Study shows surgery might not be needed
A study of Swedish amateur athletes—mostly soccer players—found that those who got an ACL reconstruction right away plus physical therapy fared no better than athletes who started out with rehab and got the surgery later if they still needed it.
Of those in the rehab-first program, fewer than half went on to get the surgery within two years, researchers reported in Thursday’s issue of the New England Journal of Medicine.
“It seems that if you start out with rehabilitation only … you have a good chance of ending up with an equally good outcome as if you had early ACL surgery,” said Richard Frobell of Lund University Hospital in Sweden, an author of the work.
“Maybe we will be surprised that a lot of people actually do not need an ACL reconstruction.”
Frobell stressed that the study did not include professional athletes. They usually seek surgery to get back into action quickly rather than waiting to see if rehabilitation works.
About 200,000 Americans each year have surgery to replace the anterior cruciate ligament, or ACL, which is crucial for knee stability. It can get torn in sports like football and soccer that require planting the foot and pivoting.
Doctors already knew that not every patient with a torn ACL needs surgery; a middle-aged jogger or cyclist can often get by with a knee brace and rehabilitation, experts say. Frobell said his work suggests that the same strategy might work for athletes who want to return to more strenuous sports such as soccer, at least on lower competitive levels.

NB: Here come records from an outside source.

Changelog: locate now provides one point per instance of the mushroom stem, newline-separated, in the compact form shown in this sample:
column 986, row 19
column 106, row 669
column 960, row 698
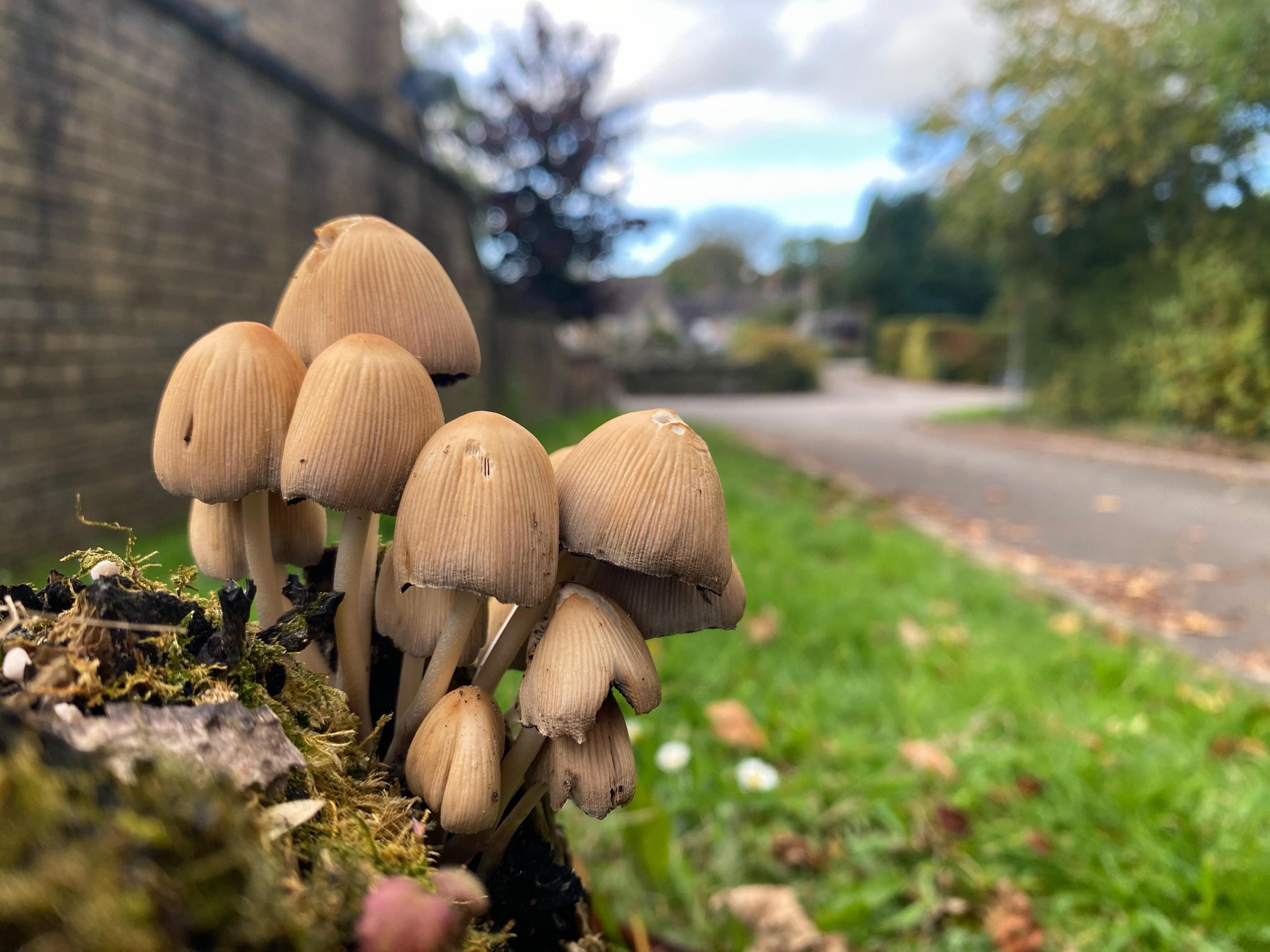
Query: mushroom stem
column 517, row 627
column 441, row 669
column 412, row 674
column 270, row 601
column 497, row 846
column 352, row 639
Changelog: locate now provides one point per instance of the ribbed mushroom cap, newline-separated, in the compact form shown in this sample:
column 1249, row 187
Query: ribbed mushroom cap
column 597, row 775
column 364, row 414
column 414, row 619
column 455, row 758
column 561, row 456
column 662, row 607
column 216, row 540
column 296, row 532
column 366, row 276
column 479, row 512
column 225, row 412
column 642, row 492
column 590, row 645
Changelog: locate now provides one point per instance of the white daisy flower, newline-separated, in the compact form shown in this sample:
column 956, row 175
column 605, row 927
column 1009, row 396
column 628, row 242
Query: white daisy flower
column 674, row 756
column 756, row 775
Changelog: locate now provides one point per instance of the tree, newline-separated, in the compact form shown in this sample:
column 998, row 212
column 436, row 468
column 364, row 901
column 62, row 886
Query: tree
column 901, row 267
column 549, row 162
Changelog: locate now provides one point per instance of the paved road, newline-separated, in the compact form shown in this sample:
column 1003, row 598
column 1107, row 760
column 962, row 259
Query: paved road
column 1166, row 517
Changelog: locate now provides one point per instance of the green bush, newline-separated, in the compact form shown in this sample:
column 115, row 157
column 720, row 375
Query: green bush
column 940, row 348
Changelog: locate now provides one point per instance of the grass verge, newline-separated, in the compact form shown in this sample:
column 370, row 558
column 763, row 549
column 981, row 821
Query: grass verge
column 1123, row 790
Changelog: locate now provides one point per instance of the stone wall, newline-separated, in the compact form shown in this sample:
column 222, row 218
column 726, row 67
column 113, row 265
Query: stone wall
column 157, row 181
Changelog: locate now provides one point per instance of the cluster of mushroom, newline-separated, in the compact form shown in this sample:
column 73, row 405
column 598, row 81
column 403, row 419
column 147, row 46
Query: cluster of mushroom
column 574, row 559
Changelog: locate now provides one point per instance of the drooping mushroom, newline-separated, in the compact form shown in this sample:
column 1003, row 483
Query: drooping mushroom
column 414, row 620
column 642, row 492
column 454, row 761
column 597, row 775
column 220, row 435
column 479, row 517
column 665, row 606
column 366, row 276
column 365, row 412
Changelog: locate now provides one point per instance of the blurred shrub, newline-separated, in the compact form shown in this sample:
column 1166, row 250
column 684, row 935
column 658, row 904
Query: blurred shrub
column 935, row 348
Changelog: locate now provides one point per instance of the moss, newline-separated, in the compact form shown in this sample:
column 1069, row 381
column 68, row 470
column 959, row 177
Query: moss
column 176, row 860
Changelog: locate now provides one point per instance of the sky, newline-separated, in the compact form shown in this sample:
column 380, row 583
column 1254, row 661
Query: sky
column 790, row 110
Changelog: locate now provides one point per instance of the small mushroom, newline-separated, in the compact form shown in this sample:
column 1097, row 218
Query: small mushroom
column 479, row 517
column 642, row 492
column 662, row 607
column 414, row 620
column 597, row 775
column 454, row 761
column 366, row 276
column 590, row 647
column 365, row 412
column 220, row 433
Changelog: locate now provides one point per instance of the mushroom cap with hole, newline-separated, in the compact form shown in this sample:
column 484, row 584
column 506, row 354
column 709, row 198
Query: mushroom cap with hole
column 366, row 276
column 414, row 619
column 588, row 647
column 662, row 607
column 642, row 492
column 225, row 413
column 216, row 540
column 455, row 761
column 559, row 456
column 364, row 414
column 479, row 513
column 597, row 775
column 298, row 532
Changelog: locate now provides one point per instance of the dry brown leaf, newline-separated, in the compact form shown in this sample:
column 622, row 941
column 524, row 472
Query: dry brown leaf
column 1010, row 922
column 1065, row 624
column 775, row 918
column 930, row 757
column 912, row 635
column 764, row 625
column 733, row 724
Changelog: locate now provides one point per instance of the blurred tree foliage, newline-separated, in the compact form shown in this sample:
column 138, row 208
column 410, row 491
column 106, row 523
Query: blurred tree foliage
column 1114, row 175
column 549, row 163
column 901, row 266
column 713, row 267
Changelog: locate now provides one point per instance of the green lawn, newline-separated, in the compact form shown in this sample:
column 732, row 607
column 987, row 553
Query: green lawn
column 1105, row 781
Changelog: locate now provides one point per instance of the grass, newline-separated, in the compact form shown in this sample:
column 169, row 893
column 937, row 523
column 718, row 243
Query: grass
column 1126, row 791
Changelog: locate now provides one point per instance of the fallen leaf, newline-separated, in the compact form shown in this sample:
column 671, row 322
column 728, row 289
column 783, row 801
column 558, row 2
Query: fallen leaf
column 1010, row 922
column 1065, row 624
column 1029, row 786
column 733, row 724
column 912, row 635
column 953, row 820
column 764, row 625
column 1039, row 843
column 930, row 757
column 775, row 918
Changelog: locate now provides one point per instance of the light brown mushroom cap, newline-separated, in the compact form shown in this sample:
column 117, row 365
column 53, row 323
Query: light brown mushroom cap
column 662, row 607
column 296, row 532
column 225, row 412
column 364, row 414
column 642, row 492
column 590, row 645
column 479, row 513
column 597, row 775
column 414, row 619
column 366, row 276
column 561, row 456
column 216, row 540
column 455, row 760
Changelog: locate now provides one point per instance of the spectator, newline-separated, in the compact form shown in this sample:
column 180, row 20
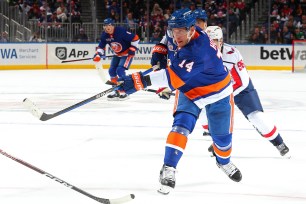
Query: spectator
column 24, row 7
column 274, row 35
column 287, row 36
column 257, row 37
column 61, row 12
column 155, row 39
column 81, row 36
column 298, row 35
column 131, row 22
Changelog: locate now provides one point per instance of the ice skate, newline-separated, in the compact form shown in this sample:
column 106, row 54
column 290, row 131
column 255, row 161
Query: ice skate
column 211, row 150
column 123, row 96
column 231, row 171
column 283, row 150
column 206, row 133
column 166, row 179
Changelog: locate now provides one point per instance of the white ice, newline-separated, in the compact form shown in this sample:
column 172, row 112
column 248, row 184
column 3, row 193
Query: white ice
column 110, row 149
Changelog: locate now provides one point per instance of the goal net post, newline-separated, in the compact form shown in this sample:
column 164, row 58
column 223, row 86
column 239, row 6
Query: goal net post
column 299, row 56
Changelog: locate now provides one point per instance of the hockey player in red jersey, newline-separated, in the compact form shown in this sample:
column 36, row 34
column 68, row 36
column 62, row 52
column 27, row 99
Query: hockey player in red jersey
column 124, row 44
column 245, row 95
column 197, row 71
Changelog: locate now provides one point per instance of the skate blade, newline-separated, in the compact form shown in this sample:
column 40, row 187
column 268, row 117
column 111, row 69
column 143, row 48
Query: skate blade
column 113, row 99
column 287, row 156
column 165, row 190
column 123, row 99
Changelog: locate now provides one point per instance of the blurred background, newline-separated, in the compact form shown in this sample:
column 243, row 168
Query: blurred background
column 242, row 21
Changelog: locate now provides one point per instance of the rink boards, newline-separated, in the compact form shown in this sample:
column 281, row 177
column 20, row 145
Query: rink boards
column 15, row 56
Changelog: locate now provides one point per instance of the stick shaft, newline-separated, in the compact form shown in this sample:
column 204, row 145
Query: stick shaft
column 30, row 166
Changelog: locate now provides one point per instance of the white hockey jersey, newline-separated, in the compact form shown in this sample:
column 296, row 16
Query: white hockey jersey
column 233, row 61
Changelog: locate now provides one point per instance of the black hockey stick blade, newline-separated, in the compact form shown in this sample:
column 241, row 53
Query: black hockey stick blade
column 100, row 200
column 44, row 116
column 77, row 60
column 83, row 59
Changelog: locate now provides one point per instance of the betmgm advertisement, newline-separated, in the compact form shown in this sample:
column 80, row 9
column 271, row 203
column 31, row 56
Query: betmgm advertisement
column 51, row 55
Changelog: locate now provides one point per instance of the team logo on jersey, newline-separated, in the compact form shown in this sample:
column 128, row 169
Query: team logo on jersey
column 170, row 46
column 61, row 53
column 117, row 47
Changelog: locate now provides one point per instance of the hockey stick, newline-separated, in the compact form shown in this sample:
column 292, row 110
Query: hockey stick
column 65, row 61
column 100, row 200
column 101, row 73
column 44, row 116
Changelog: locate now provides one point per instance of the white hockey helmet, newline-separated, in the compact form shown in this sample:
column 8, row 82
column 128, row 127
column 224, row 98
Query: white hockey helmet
column 214, row 32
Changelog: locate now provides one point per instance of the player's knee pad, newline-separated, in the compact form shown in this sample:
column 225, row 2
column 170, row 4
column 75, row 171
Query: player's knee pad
column 121, row 71
column 185, row 120
column 180, row 130
column 259, row 121
column 112, row 71
column 223, row 141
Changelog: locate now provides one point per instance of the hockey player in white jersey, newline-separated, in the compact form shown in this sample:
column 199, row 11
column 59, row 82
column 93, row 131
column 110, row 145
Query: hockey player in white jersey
column 245, row 95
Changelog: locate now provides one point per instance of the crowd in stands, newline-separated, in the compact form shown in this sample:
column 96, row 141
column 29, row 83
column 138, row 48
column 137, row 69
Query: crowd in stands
column 288, row 22
column 51, row 12
column 135, row 14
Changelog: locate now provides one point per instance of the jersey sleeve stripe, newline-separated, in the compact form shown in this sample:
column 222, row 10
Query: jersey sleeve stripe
column 207, row 90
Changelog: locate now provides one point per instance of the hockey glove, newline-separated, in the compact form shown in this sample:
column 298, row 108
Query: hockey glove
column 134, row 82
column 100, row 53
column 159, row 55
column 164, row 93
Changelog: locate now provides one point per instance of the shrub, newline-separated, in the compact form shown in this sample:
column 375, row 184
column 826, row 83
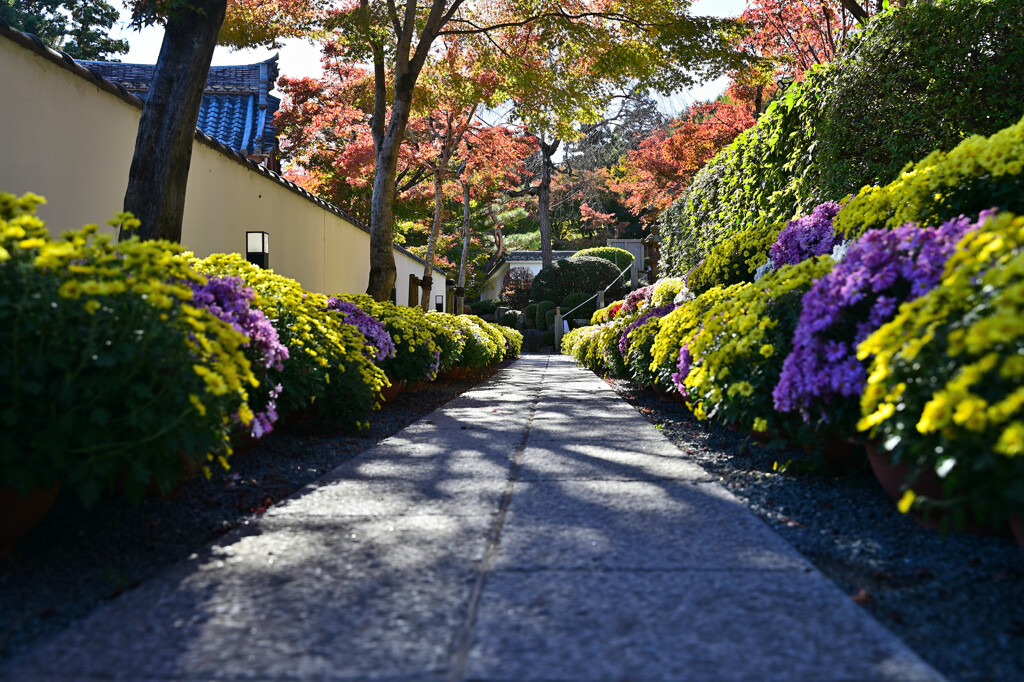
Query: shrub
column 821, row 377
column 549, row 318
column 639, row 352
column 230, row 300
column 733, row 260
column 542, row 314
column 732, row 360
column 675, row 332
column 621, row 258
column 529, row 315
column 515, row 287
column 978, row 174
column 945, row 388
column 913, row 80
column 328, row 365
column 449, row 337
column 625, row 339
column 670, row 290
column 417, row 356
column 484, row 345
column 806, row 237
column 921, row 78
column 513, row 342
column 113, row 378
column 606, row 313
column 378, row 344
column 584, row 274
column 570, row 302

Some patients with a damaged ACL can cope well at a high level. But doctors can’t reliably predict which ACL patients will turn out to be “copers,” and Frobell acknowledged his work doesn’t help with that.
Doctors and patients currently decide on whether to do the surgery depending on individual factors like just what physical activities the patient plans to pursue and the overall health of the knee, said Dr. Bruce Levy, a Mayo Clinic surgeon.
The operation is an outpatient procedure that involves replacing the ACL with tissue from the patient or a cadaver. Risks include infection and stiffness that may require more surgery. The surgery costs $10,000 or more, depending on whether cadaver tissue is needed.